En plein climat de tension à Barcelone, Joan Laporta n’a pas tardé à répondre aux propos explosifs de Xavi, qui l’accuse d’avoir bloqué le retour de Lionel Messi en 2023.
À quelques semaines des élections présidentielles du Barça, le dirigeant se défend et dénonce une manœuvre politique orchestrée par ses adversaires.
Depuis plusieurs jours, le vent souffle fort sur la planète Barça. Alors qu’il multiplie les interventions publiques avant les élections à la présidence du club, Xavi Hernández a relancé un vieux dossier : celui de la non-venue de Lionel Messi à l’été 2023. Selon l’ancien entraîneur blaugrana, Joan Laporta aurait « saboté » le retour du sextuple Ballon d’Or, faisant passer ses intérêts politiques avant le sportif. Une accusation lourde, qui a immédiatement fait réagir le président en place.
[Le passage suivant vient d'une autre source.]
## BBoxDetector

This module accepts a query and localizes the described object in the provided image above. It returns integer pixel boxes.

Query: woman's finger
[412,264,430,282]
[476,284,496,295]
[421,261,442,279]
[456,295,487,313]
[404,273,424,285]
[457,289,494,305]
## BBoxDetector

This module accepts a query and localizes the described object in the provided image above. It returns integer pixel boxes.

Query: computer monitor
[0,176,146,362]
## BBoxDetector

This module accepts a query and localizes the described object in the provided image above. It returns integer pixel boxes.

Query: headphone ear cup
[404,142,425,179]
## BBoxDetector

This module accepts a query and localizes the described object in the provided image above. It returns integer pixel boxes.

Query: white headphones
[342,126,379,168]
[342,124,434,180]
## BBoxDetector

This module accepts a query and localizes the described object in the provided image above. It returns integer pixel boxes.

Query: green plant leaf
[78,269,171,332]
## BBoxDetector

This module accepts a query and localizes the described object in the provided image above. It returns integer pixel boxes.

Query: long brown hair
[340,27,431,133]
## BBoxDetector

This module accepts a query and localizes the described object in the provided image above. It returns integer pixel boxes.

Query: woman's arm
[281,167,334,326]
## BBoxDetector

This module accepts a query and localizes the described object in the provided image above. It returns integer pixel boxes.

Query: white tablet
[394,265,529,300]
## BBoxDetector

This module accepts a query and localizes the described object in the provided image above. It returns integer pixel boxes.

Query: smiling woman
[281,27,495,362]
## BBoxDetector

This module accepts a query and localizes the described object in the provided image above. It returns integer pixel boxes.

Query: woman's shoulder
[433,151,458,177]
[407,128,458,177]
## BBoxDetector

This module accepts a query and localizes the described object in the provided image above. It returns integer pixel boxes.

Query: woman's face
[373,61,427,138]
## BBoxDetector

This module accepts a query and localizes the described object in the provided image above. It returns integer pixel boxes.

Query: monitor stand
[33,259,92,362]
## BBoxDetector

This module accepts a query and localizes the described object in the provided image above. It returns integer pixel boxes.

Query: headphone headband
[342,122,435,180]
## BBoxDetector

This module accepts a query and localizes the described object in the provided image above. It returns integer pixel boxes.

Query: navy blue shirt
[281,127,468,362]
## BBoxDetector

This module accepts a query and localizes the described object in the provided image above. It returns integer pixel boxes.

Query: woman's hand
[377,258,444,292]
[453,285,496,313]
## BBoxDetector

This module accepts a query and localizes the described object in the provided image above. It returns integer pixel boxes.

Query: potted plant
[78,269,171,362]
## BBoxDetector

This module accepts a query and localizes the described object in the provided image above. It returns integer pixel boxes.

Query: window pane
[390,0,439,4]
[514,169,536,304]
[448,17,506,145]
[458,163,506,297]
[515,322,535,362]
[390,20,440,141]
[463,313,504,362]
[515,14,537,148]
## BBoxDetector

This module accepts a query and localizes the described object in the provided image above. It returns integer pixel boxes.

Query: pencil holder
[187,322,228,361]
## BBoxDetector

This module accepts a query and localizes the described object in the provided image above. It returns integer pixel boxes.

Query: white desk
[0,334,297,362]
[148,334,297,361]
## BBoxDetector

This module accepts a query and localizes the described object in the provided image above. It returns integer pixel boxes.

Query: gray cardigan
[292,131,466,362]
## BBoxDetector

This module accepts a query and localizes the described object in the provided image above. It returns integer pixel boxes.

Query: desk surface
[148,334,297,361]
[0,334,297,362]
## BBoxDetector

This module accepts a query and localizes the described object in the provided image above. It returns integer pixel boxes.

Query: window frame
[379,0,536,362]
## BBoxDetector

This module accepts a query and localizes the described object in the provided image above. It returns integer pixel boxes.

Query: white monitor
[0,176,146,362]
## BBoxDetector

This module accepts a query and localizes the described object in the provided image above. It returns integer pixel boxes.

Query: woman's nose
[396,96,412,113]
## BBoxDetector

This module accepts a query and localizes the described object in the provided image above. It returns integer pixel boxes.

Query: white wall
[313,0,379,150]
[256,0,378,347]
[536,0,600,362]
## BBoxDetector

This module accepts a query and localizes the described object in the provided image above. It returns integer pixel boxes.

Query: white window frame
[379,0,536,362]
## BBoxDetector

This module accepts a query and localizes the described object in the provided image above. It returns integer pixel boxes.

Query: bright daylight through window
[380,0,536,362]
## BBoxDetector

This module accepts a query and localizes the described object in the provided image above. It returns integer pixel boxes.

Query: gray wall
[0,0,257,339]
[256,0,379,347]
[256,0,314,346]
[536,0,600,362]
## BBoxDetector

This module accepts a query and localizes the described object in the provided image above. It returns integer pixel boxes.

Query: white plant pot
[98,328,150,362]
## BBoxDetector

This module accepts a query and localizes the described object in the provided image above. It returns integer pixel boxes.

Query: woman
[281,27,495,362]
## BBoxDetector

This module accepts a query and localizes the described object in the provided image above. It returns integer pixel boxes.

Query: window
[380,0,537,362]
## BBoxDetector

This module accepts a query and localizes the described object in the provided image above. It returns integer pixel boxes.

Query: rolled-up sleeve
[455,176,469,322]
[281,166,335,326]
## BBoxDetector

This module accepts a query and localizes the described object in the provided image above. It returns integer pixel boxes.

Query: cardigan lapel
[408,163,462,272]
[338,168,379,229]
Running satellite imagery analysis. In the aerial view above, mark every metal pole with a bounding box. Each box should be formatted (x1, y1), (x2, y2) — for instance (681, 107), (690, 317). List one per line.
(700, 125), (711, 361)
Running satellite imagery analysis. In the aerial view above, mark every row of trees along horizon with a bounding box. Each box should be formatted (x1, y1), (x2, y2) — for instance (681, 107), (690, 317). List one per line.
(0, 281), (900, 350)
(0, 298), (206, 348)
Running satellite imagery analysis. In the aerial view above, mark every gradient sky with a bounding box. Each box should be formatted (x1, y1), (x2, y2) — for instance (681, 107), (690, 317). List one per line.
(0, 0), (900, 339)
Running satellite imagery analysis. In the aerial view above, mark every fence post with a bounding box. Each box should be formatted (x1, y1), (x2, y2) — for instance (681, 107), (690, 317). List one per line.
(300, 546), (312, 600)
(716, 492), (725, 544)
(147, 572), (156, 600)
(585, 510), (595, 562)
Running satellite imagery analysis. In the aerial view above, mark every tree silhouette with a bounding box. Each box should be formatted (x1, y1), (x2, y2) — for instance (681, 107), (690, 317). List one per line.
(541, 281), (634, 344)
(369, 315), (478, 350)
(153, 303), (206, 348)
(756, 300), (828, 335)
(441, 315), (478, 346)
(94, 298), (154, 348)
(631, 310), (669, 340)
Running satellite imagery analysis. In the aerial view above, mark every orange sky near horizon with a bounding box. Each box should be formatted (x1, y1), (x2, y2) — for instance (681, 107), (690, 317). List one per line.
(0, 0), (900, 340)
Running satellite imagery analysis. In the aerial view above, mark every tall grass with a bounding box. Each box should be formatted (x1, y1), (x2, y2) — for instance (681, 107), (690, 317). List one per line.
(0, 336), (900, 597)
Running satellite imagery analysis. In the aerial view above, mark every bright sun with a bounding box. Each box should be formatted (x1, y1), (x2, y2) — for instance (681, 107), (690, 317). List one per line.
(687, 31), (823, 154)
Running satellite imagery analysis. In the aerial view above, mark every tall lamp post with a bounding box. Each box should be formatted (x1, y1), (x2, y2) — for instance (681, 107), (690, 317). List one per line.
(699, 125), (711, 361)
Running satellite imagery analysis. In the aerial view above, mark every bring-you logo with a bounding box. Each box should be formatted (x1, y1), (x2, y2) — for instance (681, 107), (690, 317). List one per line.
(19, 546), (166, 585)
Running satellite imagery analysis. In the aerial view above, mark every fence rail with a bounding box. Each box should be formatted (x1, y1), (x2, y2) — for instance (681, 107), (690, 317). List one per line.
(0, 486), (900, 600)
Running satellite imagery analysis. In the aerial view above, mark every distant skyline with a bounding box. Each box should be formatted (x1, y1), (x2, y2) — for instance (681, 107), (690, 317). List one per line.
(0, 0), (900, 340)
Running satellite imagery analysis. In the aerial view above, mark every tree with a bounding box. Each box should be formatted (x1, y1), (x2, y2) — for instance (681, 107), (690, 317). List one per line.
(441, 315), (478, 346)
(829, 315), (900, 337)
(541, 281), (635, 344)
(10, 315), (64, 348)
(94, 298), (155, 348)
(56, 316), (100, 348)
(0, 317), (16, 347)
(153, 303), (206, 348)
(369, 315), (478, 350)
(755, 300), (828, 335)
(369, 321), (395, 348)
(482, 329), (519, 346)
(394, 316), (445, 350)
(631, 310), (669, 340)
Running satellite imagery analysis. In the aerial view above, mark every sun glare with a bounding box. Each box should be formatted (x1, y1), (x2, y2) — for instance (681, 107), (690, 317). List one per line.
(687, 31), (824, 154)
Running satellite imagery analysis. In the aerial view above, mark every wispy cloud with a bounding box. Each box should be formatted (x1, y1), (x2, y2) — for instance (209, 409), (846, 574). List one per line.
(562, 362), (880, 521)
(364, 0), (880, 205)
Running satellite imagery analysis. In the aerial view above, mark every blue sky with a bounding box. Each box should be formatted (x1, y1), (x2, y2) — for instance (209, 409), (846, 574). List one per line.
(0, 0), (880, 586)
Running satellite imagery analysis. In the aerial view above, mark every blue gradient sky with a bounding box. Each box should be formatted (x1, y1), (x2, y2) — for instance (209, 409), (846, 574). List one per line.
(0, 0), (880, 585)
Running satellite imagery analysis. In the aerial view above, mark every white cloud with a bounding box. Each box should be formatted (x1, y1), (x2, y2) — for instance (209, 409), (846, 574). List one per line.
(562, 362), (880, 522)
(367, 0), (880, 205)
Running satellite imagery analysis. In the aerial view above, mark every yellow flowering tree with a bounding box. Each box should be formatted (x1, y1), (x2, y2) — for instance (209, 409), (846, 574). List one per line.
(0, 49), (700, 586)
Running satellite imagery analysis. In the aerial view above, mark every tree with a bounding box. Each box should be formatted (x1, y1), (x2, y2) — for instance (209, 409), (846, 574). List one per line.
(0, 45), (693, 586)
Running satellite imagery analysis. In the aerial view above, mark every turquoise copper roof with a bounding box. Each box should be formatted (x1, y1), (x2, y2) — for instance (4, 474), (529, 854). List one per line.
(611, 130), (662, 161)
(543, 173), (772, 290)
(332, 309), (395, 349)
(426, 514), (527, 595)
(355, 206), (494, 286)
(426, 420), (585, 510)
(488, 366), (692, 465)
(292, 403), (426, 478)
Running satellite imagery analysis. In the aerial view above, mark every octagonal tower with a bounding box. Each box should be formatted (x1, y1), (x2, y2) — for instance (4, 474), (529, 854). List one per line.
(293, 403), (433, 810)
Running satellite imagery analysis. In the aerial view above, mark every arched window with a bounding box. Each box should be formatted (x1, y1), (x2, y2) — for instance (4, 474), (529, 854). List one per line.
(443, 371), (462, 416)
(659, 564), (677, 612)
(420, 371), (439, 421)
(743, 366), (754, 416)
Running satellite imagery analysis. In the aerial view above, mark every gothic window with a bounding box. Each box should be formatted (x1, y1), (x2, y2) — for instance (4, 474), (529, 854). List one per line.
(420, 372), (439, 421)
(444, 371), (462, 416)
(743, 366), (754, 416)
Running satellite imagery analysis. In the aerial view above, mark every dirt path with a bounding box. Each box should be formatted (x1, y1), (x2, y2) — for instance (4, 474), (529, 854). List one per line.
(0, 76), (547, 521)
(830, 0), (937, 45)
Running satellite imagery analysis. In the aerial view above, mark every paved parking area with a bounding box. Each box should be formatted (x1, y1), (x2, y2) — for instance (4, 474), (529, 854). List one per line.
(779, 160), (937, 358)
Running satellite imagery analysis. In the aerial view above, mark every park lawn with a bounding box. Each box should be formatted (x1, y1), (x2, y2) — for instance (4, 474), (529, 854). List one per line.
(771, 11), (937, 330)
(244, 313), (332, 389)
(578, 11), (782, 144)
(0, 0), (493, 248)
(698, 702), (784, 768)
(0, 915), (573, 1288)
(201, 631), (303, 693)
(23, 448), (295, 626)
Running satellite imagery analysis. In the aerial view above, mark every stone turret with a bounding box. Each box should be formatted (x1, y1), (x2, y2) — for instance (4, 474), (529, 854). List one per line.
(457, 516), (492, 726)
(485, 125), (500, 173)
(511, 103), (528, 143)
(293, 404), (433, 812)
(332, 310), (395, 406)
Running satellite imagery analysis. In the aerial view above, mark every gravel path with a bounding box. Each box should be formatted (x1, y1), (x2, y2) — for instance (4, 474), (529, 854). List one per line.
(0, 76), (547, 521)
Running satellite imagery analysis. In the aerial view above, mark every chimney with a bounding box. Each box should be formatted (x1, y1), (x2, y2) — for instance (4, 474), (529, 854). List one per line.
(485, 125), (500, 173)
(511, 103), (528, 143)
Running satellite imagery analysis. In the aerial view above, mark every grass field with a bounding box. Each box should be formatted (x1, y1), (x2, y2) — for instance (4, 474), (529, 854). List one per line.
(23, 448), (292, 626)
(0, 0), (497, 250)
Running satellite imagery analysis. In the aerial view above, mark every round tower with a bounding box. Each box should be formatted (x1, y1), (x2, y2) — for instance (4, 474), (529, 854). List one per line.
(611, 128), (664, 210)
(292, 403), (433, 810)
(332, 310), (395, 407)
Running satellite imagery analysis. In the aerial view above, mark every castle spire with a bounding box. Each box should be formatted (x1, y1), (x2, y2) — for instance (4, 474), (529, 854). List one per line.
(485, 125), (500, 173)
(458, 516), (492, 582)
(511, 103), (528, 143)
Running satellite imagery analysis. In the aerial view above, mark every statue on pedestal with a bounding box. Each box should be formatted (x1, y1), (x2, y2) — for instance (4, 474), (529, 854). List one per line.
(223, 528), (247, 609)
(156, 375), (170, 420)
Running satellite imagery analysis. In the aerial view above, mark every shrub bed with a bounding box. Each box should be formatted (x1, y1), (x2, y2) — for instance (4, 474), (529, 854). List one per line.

Laporta dénonce « une utilisation politique » de Xavi
Joan Laporta, fidèle à son style frontal, a choisi de répondre sans détour. L’actuel patron du club catalan a d’abord tenu à rappeler le contexte : des décisions difficiles, parfois impopulaires, mais nécessaires selon lui pour remettre le Barça sur la voie du succès. « Quand on est président, on doit trancher. Avec Xavi, nous aurions continué à perdre ; avec Hansi Flick, nous avons commencé à gagner. Ce sont les mêmes joueurs, mais pas les mêmes résultats », a lancé Laporta, cité par la presse catalane.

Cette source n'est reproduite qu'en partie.